Have you ever been to a restaurant by yourself, but you would like someone to talk to?

You could sit at the bar for lunch and talk to a server, but they have limited time, and you as the customer and they as staff have different roles that keep you separated. Perhaps you exchange pleasantries, or maybe they get to know you a little, but it all stays in a box.

You could talk to other people sitting at the bar. After all, they are in the same situation as you. You both like this restaurant, so you already have something in common. But you feel like you can’t talk to them, or if you actually try to talk to them, they rebuff you, with a look that says “Why are you talking to me?” Maybe it is just the restaurants I go to, or maybe it is just my personality and my anxieties getting in the way. Whatever it is, I haven’t found any restaurant setting that resembles the bar in the TV show Cheers.

And, however I am talking to people, a lot of the time I would really like people just to tell me what they would like to talk about, and then we could talk about that. Do people expect me to be a mind reader? Maybe it is my software programming background. Or my affinity for Brechtian drama theory (a play should explain what happens first, so you can then observe how the action happens). So why couldn’t there be a menu of conversation topics, just like a regular menu lists dishes?
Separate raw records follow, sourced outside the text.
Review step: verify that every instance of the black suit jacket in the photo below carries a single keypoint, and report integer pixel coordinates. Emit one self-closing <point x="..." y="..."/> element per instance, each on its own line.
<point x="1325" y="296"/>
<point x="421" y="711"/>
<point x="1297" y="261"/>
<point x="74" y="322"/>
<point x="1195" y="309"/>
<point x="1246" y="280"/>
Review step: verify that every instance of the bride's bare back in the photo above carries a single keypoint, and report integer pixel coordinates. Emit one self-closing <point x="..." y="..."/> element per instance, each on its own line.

Separately, over the course of being a school food researcher, I started collecting vintage menus. It turns out that from 1890 to 1910, more or less, people would print high quality menu blanks. These menu blanks would then be used by restaurants, and probably for some private dinners as well, to hand-write the dishes being offered on that day. Remember that printing was much more expensive then than it is today. Some of these menu blanks were printed by food companies advertising their products (alcohol, chocolate, …), some were specific to a restaurant, and some were general purpose. Many of them were and are very beautiful. (Word of warning: if you start collecting vintage menus, you are likely to contract eBay Fever, for which there is no cure.)

I felt I needed to do something with the menus, other than store them in an archival-quality binder.

So, I have several beautiful menu blanks, and I am trying to find ways to talk to people.

I put the two together and created the prototype conversation menu attached to this post. I received overwhelmingly positive feedback on the conversation menu at the StartingBloc NY’19 Institute.

Go ahead and download the conversation menu, print it, email it, or tape it to your refrigerator (still a crucial communications technology). Or even post it near your water cooler, so people who want to have water cooler conversations can more easily find topics to talk about.

Then make your own conversation menus.

The more conversations we can start, the better the world will be. Or the conversation will improve your breakfast, which is a more modest, but equally important, goal.